Start with outcomes, not capabilities
'Does the supplier have ISO 9001?' is a capability question and tells you almost nothing. 'What was their on-time delivery rate to their three largest US customers in the last 12 months?' is an outcome question and tells you almost everything.
Outcome questions also produce data AI can actually compare across vendors — capability questions produce marketing copy.
Weighting: pick five dimensions, not fifteen
Across 1,400+ RFx events on our platform, the highest-quality awards used 5-dimension scorecards. Anything more dilutes the signal.

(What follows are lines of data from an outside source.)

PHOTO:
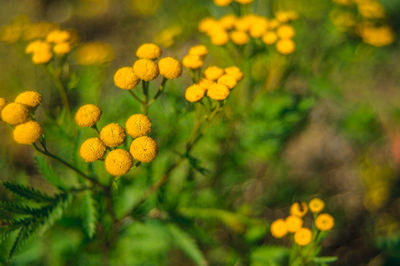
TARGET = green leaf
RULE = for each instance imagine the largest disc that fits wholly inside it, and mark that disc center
(187, 244)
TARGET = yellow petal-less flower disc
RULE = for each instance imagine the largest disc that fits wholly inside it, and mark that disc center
(194, 93)
(278, 228)
(285, 46)
(92, 149)
(316, 205)
(125, 78)
(138, 125)
(293, 223)
(146, 69)
(170, 68)
(118, 162)
(143, 149)
(324, 222)
(87, 115)
(15, 113)
(218, 92)
(303, 236)
(27, 133)
(29, 98)
(113, 135)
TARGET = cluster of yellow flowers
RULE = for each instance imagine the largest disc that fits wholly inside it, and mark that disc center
(372, 27)
(19, 114)
(118, 161)
(295, 224)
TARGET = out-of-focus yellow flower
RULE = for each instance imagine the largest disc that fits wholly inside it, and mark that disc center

- Price (25–35%) — total landed cost in USD, not list price
- Delivery performance (20%) — outcome metric with evidence
- Quality (20%) — defect rate per 1,000 units or equivalent
- Financial stability (15%) — D&B or equivalent
- Strategic fit (10–20%) — references and continuity risk
Where AI helps
AI is genuinely good at: extracting structured fields from supplier responses, flagging contradictions across answers, summarizing 80-page proposals into evidence packs, and surfacing missing or vague answers for follow-up.
Where AI quietly hurts
AI is bad at — and you should never let it own — final scoring, weighting decisions, qualitative cultural fit, and red-flag judgment calls. Keep humans in those seats. Treat AI scores as inputs to the conversation, never outputs of it.